Semua orang di ruangan itu bergembira kecuali Gilang. Di saat yang lain tengah menikmati makanan, ia malah pergi keluar. Sisil yang menyadari hal itu segera membuntuti Gilang. Rupaya laki-laki itu pergi ke taman belakang perusahaan dan menyumpal kedua telinganya dengan headset. Berharap dengan mendengarkan lagu kesukaannya, ia bisa sejenak melupakan semua obrolan tentang kehamilan Zoya. Bukan tak bahagia mendengarnya, tapi ia belum siap. Mengikhlaskan sudah, tapi segala tentang Zoya di hatinya masih tersimpan apik. Kadang ia tak percaya jika gadis yang selalu berada disisinya sudah menjadi milik orang lain. Apalagi sekarang tengah hamil, rasanya sang pencipta begitu tak adil padanya.


Sisil duduk di samping Gilang. Mengambil satu headset dan memindahkannya ke telinganya. “buset dah galau banget ini lagu.”


Ck! Gilang berdecak lirih. “Gue nggak mau diganggu.” Ketusnya.


“Mohon maaf tapi gue mau ngengganggu nih. Sedih yah denger Zoya hamil?”


“Bukan urusan lo.” Gilang mengambil headset dari telinga Sisil dan memasangnya kembali ke telinganya.


Bukan Sisil namanya jika tak usil. Ia mengambil kedua headset Gilang dan menyimpannya ke saku.

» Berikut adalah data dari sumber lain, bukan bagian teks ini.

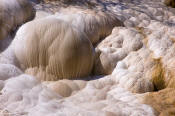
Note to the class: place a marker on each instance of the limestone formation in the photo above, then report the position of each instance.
(52, 49)
(12, 14)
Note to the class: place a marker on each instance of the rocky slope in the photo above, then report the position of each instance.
(118, 54)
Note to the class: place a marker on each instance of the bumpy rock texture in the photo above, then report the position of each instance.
(12, 14)
(58, 50)
(133, 72)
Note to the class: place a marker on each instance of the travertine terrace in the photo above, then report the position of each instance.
(87, 58)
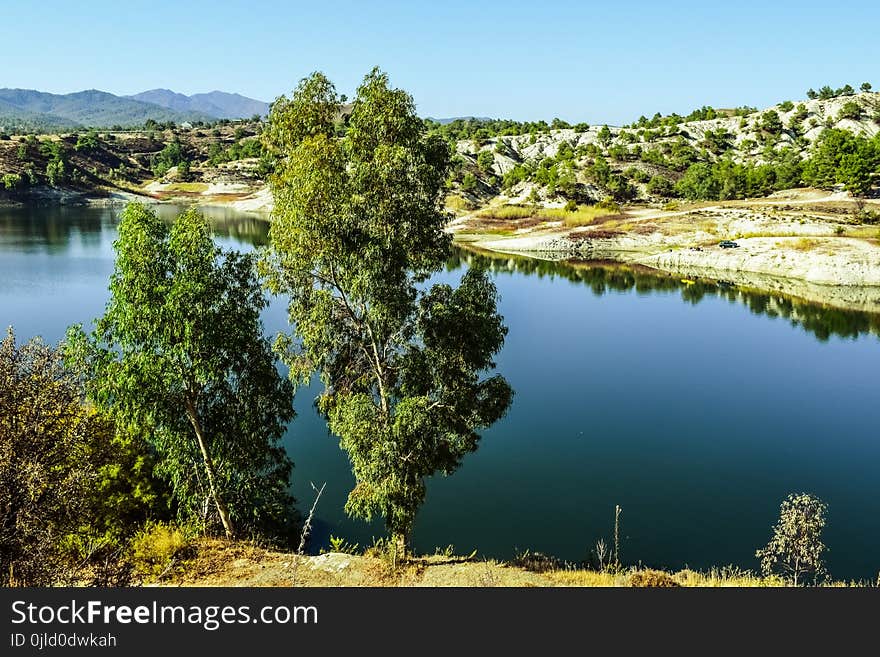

“Sisil! Lo! Please, gue lagi nggak mood.”


“Makanya gue disini buat bantuin mood lo balik.” Jawab Sisil.


“Gue kasih tips supaya cepet ngelupain orang yang kita suka. Lo tuh harus move on! Zoya udah bahagia. Cari orang yang mau nerima lo apa adanya, seenggaknya lo harus punya pasangan lah biar nggak galau mulu.” lanjutnya panjang lebar.


“Gue nggak minat.” Jawab Gilang singkat.


“Tapi gue minat. Gue udah panas liat mantan sama pacarnya. Lo harus jadi cowok gue buat manasin mantan. Biar dia tau kalo gue bisa dapat yang lebih baik dari sampah kayak dia. Lo galau, gue juga galau, jadi cocok kalo kita jadi satu. Simbiosis mutualisme.” Ucap Sisil.


“Gue nggak mau. Gila lo! Udah nggak waras!” tolak Gilang.


"Oke sip gue anggap lo setuju." balas Sisil. "Gue cabut dulu Yang." lanjutnya setelah mencubit gemas pipi Gilang.


"Nggak waras!" gerutu Gilang seraya mengusap pipi bekas cubitan Sisil. "amit-amit. amit-amit... hih!"


.


.


.


selamat lebaran semuanya. mohon maaf lahir bathin.